IV. L’Australie : soutien stratégique, frustration populaire
Officiellement, Canberra reste alignée sur Washington, surtout depuis l’accord AUKUS sur les sous-marins nucléaires. Le gouvernement australien défend l’alliance, y compris au prix d’un coût économique croissant. Mais l’opinion publique, elle, se lasse.
De plus en plus d’Australiens s’interrogent sur l’intérêt d’attendre des sous-marins promis pour… les années 2040, tout en subissant dès aujourd’hui les effets de la guerre commerciale. Pour une partie de la population, l’alliance avec Washington ressemble à un marché de dupes : un effort économique immédiat en échange de promesses stratégiques très lointaines.
Cette fracture entre gouvernants et citoyens pourrait devenir un point faible pour la relation transpacifique, et donner du crédit aux voix qui prônent un rapprochement avec l’Asie plutôt qu’avec les États-Unis.
V. Des alliés contraints à réagir
Face à cette offensive tarifaire, les alliés des États-Unis n’ont que deux options :
- Riposter, en imposant à leur tour des droits de douane ciblés sur des secteurs symboliques (agriculture, aéronautique, produits technologiques).
- Négocier, au prix d’un alignement sur les exigences américaines, avec le risque d’être perçus comme faibles par leurs opinions publiques.
Ni l’une ni l’autre n’est sans coût. Une guerre commerciale prolongée fragiliserait les chaînes d’approvisionnement mondiales. L’automobile européenne dépend de composants asiatiques ; l’électronique japonaise et coréenne dépend des métaux rares importés ; l’agriculture américaine dépend des débouchés européens. Chaque riposte nourrit un cercle vicieux où tout le monde perd.

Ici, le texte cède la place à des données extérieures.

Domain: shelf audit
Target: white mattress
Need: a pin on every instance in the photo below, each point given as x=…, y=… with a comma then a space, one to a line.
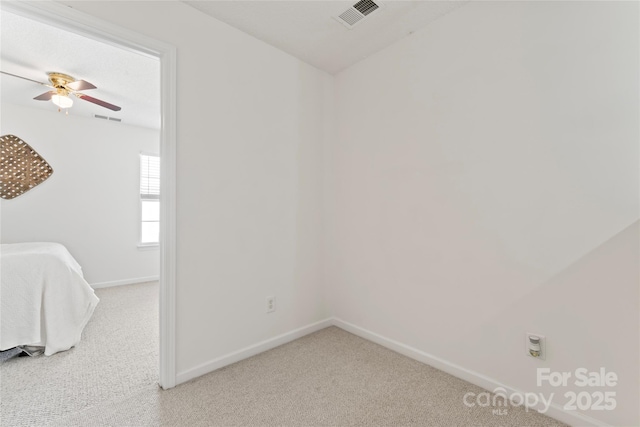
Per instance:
x=44, y=298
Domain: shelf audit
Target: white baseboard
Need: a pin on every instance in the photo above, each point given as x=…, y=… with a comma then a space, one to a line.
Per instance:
x=252, y=350
x=555, y=411
x=124, y=282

VI. Les risques pour l’Occident
La stratégie de Trump pose une question centrale : peut-on préserver l’unité du camp occidental quand Washington traite ses alliés comme des adversaires économiques ?
- L’UE risque une division interne entre pays exportateurs, très exposés, et pays moins concernés, qui rechignent à entrer dans un bras de fer.
- L’Asie, lassée d’être sanctionnée malgré sa loyauté stratégique, pourrait se détourner des Etats-Unis pour sa protection et faire des alliances par exemple avec l’europe.
- L’Australie voit son opinion publique se détacher du lien américain, un glissement qui, même marginal, affaiblit l’architecture stratégique de l’Occident dans le Pacifique.
En cherchant à maximiser les gains immédiats pour l’industrie américaine, Washington risque d’affaiblir son propre camp stratégique et d’offrir à ses adversaires une opportunité d’élargir leur influence.
Conclusion
La guerre douanière de Trump version 2025 est plus large, plus brutale et plus risquée que celle de 2018. Elle frappe autant les alliés que les rivaux, au risque de fissurer les alliances que les États-Unis prétendent défendre. À court terme, Washington peut se vanter de protéger ses usines et de flatter une opinion publique sensible au discours souverainiste. Mais à long terme, l’addition pourrait s’avérer salée : une alliance occidentale fragilisée, une Europe divisée, une Asie tentée par Pékin, une Australie frustrée.
La bataille des tarifs, censée sauver des emplois, pourrait bien coûter plus cher que les bénéfices qu’elle promet. Et si l’Amérique renforce son industrie à court terme, elle risque d’affaiblir l’Occident dans son ensemble. C’est peut-être le prix le plus lourd de cette guerre commerciale relancée.